Stop buying new cars and save the environment – what a load of rubbish!
Just when you think you've heard it all, you read something so absurd you just have to pass comment. This one is particularly laughable:
There was an article in the Telegraph recently about Government adviser Professor David MacKay.
According to Prof MacKay we need to stop buying new cars, fridges and washing machines and instead repair them when they breakdown, in a bid to save our environment.
Excuse the pun but what a load of rubbish!
These comments are just the sort of ridiculous ideology that shows up the establishment and gives us, the taxpayers, more fuel to question why we bother voting.
These comments in particular are so absurd that further down the same article there's even a comment from the energy department (Professor MacKay is the department's chief scientific officer) to point out these are the professor's 'personal view'.
Personal views or not, they have not been thought through and show someone totally out of touch with reality.
If the professor hadn't already noticed, it's a tough time for everyone at the moment and repairing something rather than replacing it is probably the first step anyone would consider, especially when it comes to kitchen appliances.
The same goes for cars. There's a whole industry of car mechanics, garages repairs and breakdown services that support vehicle repairs and upkeep.
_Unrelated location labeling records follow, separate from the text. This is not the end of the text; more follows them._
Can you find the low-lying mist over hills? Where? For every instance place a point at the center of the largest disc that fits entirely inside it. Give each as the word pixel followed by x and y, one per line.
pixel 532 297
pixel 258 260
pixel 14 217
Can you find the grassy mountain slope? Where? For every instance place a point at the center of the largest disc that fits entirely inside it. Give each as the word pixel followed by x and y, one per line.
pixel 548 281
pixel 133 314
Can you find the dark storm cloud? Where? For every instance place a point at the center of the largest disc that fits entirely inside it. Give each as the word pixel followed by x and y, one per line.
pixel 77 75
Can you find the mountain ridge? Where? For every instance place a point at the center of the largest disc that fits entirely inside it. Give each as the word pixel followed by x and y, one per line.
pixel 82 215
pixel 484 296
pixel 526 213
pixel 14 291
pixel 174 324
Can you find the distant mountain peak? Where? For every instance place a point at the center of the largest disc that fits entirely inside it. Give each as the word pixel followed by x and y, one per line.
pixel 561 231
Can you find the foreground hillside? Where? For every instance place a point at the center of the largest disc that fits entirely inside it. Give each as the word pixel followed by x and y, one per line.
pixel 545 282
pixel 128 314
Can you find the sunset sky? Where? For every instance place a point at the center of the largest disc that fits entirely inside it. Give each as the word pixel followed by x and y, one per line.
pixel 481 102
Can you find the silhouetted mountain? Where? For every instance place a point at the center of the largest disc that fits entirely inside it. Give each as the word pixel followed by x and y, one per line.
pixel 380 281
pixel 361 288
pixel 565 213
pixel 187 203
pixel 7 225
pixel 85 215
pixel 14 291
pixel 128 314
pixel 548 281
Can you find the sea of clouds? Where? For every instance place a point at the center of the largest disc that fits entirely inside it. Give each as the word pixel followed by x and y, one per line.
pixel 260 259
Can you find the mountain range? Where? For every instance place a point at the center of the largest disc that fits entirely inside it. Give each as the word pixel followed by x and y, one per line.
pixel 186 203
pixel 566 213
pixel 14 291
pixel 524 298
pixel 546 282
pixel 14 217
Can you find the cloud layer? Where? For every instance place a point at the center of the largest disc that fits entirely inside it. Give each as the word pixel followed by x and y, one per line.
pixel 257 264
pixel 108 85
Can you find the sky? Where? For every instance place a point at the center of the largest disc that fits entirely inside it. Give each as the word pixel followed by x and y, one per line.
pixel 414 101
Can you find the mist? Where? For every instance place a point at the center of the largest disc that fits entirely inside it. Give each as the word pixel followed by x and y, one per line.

Buying new cars puts safety first
We are not a throwaway society when it comes to cars but equally there comes a point when a car is not safe to continue to run. Is Professor MacKay suggesting drivers should continue to run them after this point?
We won't insure cars over six years old. Advances in technology and safety specifications mean that we want the best cars for young drivers. You can't put a price on safety, not even an environmental or energy-saving one.
While respecting the work of the professor, I'll leave the last word to one of his colleagues who is quoted in the same article - Peter Lilley, MP said the professor 'should either decide whether he's chief scientific adviser [at DECC] or whether he's going to join Friends of the Earth and knit his own socks'.